The Biodiversity Foundation and GOB Menorca have presented the seminars on agriculture and the environment.
The director of the Biodiversity Foundation, Ana Leiva, participated, on Wednesday, January 19, in a press conference to update the stewardship actions carried out in Menorca. Among them, it has been reported that on January 29, February 5 and 12, the seminars on agriculture and the environment will be held, which are part of the project ‘Sowing custody’, promoted by GOB Menorca with the support of the Biodiversity Foundation.
The event, held at the headquarters of the Island Council of Menorca, was also attended by, among others, the Island Director of Agriculture Clara Fullana, and the representative of the GOB Menorca, Núria Llabrés.

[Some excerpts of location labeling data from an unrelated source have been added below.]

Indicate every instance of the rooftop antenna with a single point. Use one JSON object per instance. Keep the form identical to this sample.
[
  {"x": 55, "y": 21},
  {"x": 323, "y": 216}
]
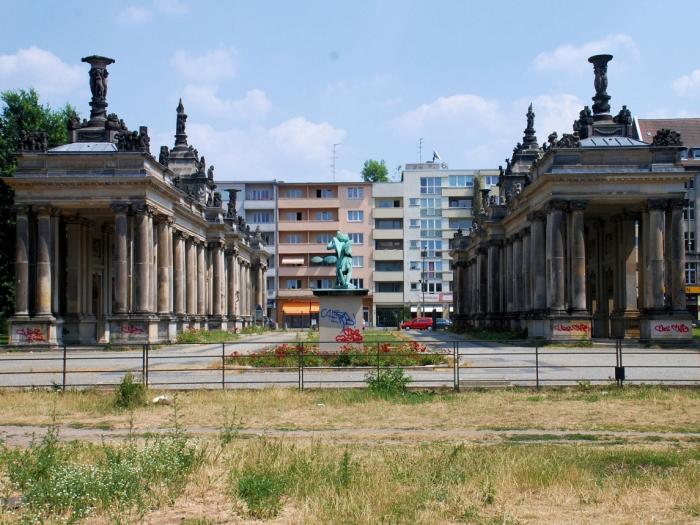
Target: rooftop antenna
[{"x": 334, "y": 159}]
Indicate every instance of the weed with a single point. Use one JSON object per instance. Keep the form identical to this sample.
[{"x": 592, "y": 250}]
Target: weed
[
  {"x": 130, "y": 393},
  {"x": 387, "y": 382}
]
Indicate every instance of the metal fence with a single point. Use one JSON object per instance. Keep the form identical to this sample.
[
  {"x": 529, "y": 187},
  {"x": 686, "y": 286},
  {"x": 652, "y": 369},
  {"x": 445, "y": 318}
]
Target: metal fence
[{"x": 429, "y": 364}]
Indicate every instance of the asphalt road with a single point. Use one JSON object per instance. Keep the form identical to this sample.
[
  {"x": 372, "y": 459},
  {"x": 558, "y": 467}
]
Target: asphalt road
[{"x": 480, "y": 364}]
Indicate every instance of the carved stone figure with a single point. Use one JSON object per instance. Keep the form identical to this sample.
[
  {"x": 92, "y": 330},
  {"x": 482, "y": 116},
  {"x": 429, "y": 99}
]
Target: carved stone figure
[
  {"x": 342, "y": 245},
  {"x": 667, "y": 137},
  {"x": 164, "y": 155}
]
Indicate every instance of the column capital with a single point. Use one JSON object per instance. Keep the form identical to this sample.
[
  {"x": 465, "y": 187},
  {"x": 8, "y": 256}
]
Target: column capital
[
  {"x": 538, "y": 215},
  {"x": 120, "y": 207}
]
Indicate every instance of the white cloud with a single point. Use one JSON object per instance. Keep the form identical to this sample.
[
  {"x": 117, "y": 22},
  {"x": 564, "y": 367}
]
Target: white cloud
[
  {"x": 574, "y": 59},
  {"x": 134, "y": 15},
  {"x": 174, "y": 7},
  {"x": 254, "y": 105},
  {"x": 687, "y": 84},
  {"x": 42, "y": 70},
  {"x": 211, "y": 66}
]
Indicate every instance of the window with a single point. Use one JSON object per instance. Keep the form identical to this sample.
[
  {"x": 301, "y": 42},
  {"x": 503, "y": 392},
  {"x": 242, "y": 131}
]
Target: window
[
  {"x": 388, "y": 266},
  {"x": 356, "y": 193},
  {"x": 358, "y": 283},
  {"x": 431, "y": 207},
  {"x": 388, "y": 287},
  {"x": 460, "y": 202},
  {"x": 356, "y": 215},
  {"x": 259, "y": 195},
  {"x": 461, "y": 181},
  {"x": 260, "y": 217},
  {"x": 431, "y": 228},
  {"x": 388, "y": 244},
  {"x": 689, "y": 211},
  {"x": 430, "y": 185},
  {"x": 388, "y": 224},
  {"x": 357, "y": 238},
  {"x": 689, "y": 241}
]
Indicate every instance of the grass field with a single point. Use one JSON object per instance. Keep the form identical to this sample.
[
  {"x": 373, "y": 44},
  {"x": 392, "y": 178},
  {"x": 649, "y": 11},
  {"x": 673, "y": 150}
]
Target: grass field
[{"x": 581, "y": 455}]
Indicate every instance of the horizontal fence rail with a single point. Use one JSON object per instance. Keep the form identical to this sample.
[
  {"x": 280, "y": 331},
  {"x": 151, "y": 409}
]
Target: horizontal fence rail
[{"x": 429, "y": 364}]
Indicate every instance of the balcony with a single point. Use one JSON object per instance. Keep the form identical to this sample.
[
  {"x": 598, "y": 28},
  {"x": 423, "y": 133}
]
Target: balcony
[
  {"x": 388, "y": 255},
  {"x": 387, "y": 234},
  {"x": 306, "y": 225},
  {"x": 387, "y": 213},
  {"x": 303, "y": 204}
]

In line with the Natural Heritage and Biodiversity Law and the 2007 Law for the Sustainable Development of the Rural Environment, the “Sowing Custody” project seeks to involve owners and farmers in the conservation of biodiversity and the landscape, through the maintenance of sustainable agricultural activity. To do this, it uses voluntary agreements with the private sector, which aim to ensure that production is compatible with the main territorial and environmental values.
In this sense, actions of double benefit (environmental and agricultural) are carried out and the dissemination of the great potential that stewardship can represent applied to the Spanish agricultural field is promoted.
In the Balearic Islands, there are 189 land stewardship agreements on record, 174 of which have been signed in Menorca (22 of them, promoted by GOB Menorca). The total area with custody agreements on the island is 25,000 hectares, 31 percent of the territory.
Land stewardship is, therefore, one more tool for the preservation of natural heritage in a territory that, like Menorca, already has important instruments for the protection of biodiversity (it should be remembered that the island is incorporated into the figure of UNESCO Biosphere Reserve). In addition, most of its agricultural land is Protected Rustic Land and the wooded areas are classified as a Natural Area of Special Interest. Some communities and geographical spaces even fall into what is called land with a High Level of Protection.
In terms of species protection, it can be highlighted that the territorial management promoted in agricultural stewardship agreements (maintenance of perimeter hedges, mosaic vegetation, resting cultivation areas, etc.) benefits a large part of species and habitats, by offering refuges and good environmental conditions at the different levels of natural food webs. It also seeks to reinforce the positive environmental effects for certain species of special interest, such as the red kite, in danger of extinction.